For Americans watching this movie, the experience makes us more than ever the "outsiders," even as it puts us in touch with the Iraqi people in a different way. It also forces us look at the war itself differently, via the perspective of a citizen of another western country. We see the horror, the bloodshed, pain and suffering in a less political but more human manner. And then we see, as ever, how the politicians and military try to "spin" events to serve their own interests.

The title (of the film and memoir) comes from our hero's overweening need for a smoke (above), no matter what else is happening (how European!), while the crack cinematography (Vittorio Omodei Zorini) and editing (Alessio Doglione) combine to create a brilliant visual sweep of past and present, attack (below) and recovery, and especially the growth and change of Amadei himself.
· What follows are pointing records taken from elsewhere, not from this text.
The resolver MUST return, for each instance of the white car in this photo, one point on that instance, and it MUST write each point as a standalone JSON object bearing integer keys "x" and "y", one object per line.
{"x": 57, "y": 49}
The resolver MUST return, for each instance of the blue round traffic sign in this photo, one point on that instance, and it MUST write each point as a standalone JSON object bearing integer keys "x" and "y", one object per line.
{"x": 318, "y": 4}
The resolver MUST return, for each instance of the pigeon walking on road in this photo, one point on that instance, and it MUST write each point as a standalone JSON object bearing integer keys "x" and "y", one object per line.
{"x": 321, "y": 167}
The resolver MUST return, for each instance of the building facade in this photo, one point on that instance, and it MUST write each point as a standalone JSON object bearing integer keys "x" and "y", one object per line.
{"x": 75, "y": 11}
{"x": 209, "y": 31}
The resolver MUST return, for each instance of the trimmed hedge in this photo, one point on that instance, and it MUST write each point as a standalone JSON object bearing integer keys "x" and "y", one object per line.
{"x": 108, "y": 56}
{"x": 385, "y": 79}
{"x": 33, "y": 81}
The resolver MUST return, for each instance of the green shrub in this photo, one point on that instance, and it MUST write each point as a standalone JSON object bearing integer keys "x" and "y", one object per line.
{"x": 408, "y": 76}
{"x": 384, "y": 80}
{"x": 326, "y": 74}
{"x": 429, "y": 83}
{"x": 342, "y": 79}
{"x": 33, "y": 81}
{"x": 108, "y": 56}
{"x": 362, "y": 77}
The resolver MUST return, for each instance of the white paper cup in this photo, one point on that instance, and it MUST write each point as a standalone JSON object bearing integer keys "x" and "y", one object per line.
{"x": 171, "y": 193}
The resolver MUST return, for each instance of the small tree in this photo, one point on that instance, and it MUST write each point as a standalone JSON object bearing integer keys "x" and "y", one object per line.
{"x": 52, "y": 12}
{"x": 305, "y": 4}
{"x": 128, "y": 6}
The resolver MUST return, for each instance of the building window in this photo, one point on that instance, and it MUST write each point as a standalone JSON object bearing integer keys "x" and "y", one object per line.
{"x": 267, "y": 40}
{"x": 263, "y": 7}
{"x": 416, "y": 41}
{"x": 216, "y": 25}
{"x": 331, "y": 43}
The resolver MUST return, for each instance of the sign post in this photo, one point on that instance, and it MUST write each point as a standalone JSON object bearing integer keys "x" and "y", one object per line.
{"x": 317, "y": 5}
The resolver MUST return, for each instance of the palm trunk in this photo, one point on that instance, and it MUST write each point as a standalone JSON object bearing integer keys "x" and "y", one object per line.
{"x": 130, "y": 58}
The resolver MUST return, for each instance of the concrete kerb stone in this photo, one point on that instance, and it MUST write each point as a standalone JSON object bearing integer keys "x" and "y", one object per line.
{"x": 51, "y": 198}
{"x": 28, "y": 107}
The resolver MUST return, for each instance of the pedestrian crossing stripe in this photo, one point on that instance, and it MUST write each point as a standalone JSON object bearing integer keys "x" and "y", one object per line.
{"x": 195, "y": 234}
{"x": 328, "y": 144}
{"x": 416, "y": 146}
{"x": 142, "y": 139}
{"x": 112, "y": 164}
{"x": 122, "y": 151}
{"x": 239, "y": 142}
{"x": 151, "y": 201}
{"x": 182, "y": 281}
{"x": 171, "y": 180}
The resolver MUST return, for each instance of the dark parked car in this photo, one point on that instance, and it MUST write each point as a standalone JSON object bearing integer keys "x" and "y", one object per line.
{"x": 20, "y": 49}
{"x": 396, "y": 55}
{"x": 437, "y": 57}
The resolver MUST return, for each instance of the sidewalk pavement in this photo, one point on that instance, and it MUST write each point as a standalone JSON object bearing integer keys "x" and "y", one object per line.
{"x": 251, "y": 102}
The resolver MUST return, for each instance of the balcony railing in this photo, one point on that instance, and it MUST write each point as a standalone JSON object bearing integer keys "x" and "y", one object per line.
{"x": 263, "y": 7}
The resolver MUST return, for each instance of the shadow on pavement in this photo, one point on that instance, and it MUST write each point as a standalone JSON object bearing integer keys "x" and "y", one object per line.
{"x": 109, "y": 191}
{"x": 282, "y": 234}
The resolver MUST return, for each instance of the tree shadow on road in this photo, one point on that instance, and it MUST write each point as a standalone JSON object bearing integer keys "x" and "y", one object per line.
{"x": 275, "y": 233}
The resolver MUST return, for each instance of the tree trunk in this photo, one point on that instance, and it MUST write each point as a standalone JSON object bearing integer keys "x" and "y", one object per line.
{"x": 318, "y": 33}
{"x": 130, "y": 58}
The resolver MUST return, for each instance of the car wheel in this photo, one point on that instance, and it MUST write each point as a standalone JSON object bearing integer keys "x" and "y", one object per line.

The movie's finale is especially moving and unsettling (the book ends very differently, on an angry but thought-provoking note). The movie was made several years after the book's publication; even so, for Amadei -- while things had changed and moved on -- the event at the heart of the tale is still a raw and open wound.

I cannot recommend either the book or the movie highly enough. Both are better than anything else I have seen or read about America's misadventure in the Middle East. I believe they will remain as important a testament to our current times as anything you might peruse. Iraq, meanwhile, continues to fall apart from within and without, while America further declines into a non-democratic nation dedicated to the well-being of the entitled one-per-cent at the expense of the rest of us ninety-niners.

Twenty Cigarettes in Nasiriyah (the memoir, shown at right) is published by Four Cats Press (click and scroll down for information on where to purchase) and perhaps can be found in some of our public libraries (if there is any budget left for small but wise books like this one).

20 Cigarettes (the movie) can be streamed now via Netflix and maybe elsewhere, too. I don't think that any DVD is available for the American market yet, but those of you who own an all-region DVD player can order a copy from Amazon UK.